In attempting to overcome the accuracy and maintenance problems associated with the conventional capacitance fuel measurement system, a method and apparatus for determining the density, volume, and mass of fuel in an aircraft fuel tank as a function of pressure has been developed, as disclosed in U.S. Pat. No. 4,553,216. In this system, four pressure sensors are mounted in an array at unequal depths below the surface of the fuel in a tank. The four pressure signals produced by the transducers are processed by a microcomputer to determine the fuel density and the orientation of the fuel surface with respect to its distance from each sensor. Given the orientation of the fuel surface (and the known dimensional characteristics of the tank), the volume and mass of fuel in the tank may be computed. Alternatively, if the fuel density is either known or otherwise measured, the volume and mass of fuel may be determined using only three pressure sensors.
The approach used in the referenced patent to determine fuel density volume and/or mass as a function of pressure overcomes some of the problems of the more typical capacitance measurement system; however, it does not compensate for varying density of the fuel due to temperature gradients or for variation in the pressure caused by acceleration in a direction normal to the surface of the fuel. Any change in direction or velocity of an aircraft from level flight can produce an acceleration having a component normal to the fuel surface that will affect the measurement of pressure. Failure to compensate for such acceleration can produce significant, instantaneous errors that require substantial time to average out if time filtering is used.
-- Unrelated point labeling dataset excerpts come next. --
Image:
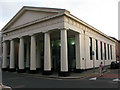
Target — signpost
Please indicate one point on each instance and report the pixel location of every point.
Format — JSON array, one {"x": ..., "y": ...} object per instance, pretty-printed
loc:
[{"x": 93, "y": 55}]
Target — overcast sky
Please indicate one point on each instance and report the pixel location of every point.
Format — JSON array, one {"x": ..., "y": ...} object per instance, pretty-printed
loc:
[{"x": 101, "y": 14}]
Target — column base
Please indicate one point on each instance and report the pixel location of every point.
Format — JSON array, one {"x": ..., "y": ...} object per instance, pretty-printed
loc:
[
  {"x": 21, "y": 70},
  {"x": 4, "y": 69},
  {"x": 78, "y": 70},
  {"x": 33, "y": 71},
  {"x": 47, "y": 72},
  {"x": 64, "y": 73},
  {"x": 12, "y": 69}
]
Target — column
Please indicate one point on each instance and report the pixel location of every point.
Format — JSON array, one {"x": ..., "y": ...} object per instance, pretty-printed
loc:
[
  {"x": 12, "y": 55},
  {"x": 77, "y": 47},
  {"x": 4, "y": 63},
  {"x": 21, "y": 55},
  {"x": 47, "y": 54},
  {"x": 28, "y": 56},
  {"x": 33, "y": 54},
  {"x": 64, "y": 54},
  {"x": 38, "y": 55}
]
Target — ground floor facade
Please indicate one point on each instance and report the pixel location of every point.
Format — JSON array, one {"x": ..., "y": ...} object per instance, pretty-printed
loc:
[{"x": 57, "y": 43}]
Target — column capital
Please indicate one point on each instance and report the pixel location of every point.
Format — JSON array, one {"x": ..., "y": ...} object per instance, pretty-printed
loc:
[{"x": 64, "y": 29}]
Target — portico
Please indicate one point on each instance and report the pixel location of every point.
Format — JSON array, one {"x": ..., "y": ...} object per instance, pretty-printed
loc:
[{"x": 50, "y": 40}]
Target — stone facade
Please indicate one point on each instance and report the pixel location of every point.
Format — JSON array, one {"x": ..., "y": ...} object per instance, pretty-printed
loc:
[{"x": 32, "y": 32}]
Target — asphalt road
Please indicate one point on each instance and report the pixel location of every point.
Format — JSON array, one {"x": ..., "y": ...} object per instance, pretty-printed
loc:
[{"x": 16, "y": 80}]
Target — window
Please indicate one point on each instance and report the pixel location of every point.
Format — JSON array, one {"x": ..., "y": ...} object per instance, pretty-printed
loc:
[
  {"x": 111, "y": 51},
  {"x": 108, "y": 53},
  {"x": 90, "y": 48},
  {"x": 96, "y": 49},
  {"x": 105, "y": 50},
  {"x": 101, "y": 50}
]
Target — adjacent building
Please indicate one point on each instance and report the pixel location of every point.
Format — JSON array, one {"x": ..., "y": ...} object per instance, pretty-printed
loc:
[
  {"x": 53, "y": 40},
  {"x": 117, "y": 49}
]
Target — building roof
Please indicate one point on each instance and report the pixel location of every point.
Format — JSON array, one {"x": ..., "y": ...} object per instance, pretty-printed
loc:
[{"x": 55, "y": 10}]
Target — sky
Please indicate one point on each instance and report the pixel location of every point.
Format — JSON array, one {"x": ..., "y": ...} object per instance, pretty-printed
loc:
[{"x": 101, "y": 14}]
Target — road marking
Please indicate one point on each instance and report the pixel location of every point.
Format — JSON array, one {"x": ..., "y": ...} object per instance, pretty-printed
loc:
[
  {"x": 93, "y": 79},
  {"x": 116, "y": 80},
  {"x": 20, "y": 86}
]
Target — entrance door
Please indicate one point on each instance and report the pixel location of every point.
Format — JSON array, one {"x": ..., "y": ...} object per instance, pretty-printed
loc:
[
  {"x": 71, "y": 54},
  {"x": 55, "y": 55}
]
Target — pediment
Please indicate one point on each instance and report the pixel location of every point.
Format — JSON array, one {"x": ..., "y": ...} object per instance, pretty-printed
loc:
[{"x": 29, "y": 14}]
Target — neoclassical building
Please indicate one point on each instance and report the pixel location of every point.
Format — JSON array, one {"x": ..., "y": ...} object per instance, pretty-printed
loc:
[{"x": 53, "y": 40}]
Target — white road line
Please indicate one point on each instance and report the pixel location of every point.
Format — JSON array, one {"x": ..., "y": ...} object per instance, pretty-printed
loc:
[
  {"x": 116, "y": 80},
  {"x": 93, "y": 79}
]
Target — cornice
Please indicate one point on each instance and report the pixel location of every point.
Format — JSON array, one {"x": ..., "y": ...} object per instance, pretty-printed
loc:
[{"x": 87, "y": 26}]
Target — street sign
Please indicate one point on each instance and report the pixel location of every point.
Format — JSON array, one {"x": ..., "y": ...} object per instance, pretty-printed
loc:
[{"x": 93, "y": 53}]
A further problem with the prior art pressure sensor system for measuring fuel quantity results from the disposition of the pressure sensor array in the tank. To ensure that the pressure sensors are submerged as fuel is consumed, they must be mounted at the lowest point in the tank. However, during certain aircraft maneuvers when the fuel level is low, the pressure sensor array may not be submerged. For example, as a plane accelerates or climbs, the resulting acceleration may cause the fuel in a wing tank to flow toward the wing trailing edge and tip, leaving the pressure sensor array exposed. Furthermore, the computation of fuel volume and mass remaining in the tank as a function of pressure is affected by the changes in tank shape that occur due to wing flexure while the aircraft is in flight; yet, there is no provision in the above-noted prior art patent to compensate for this variable.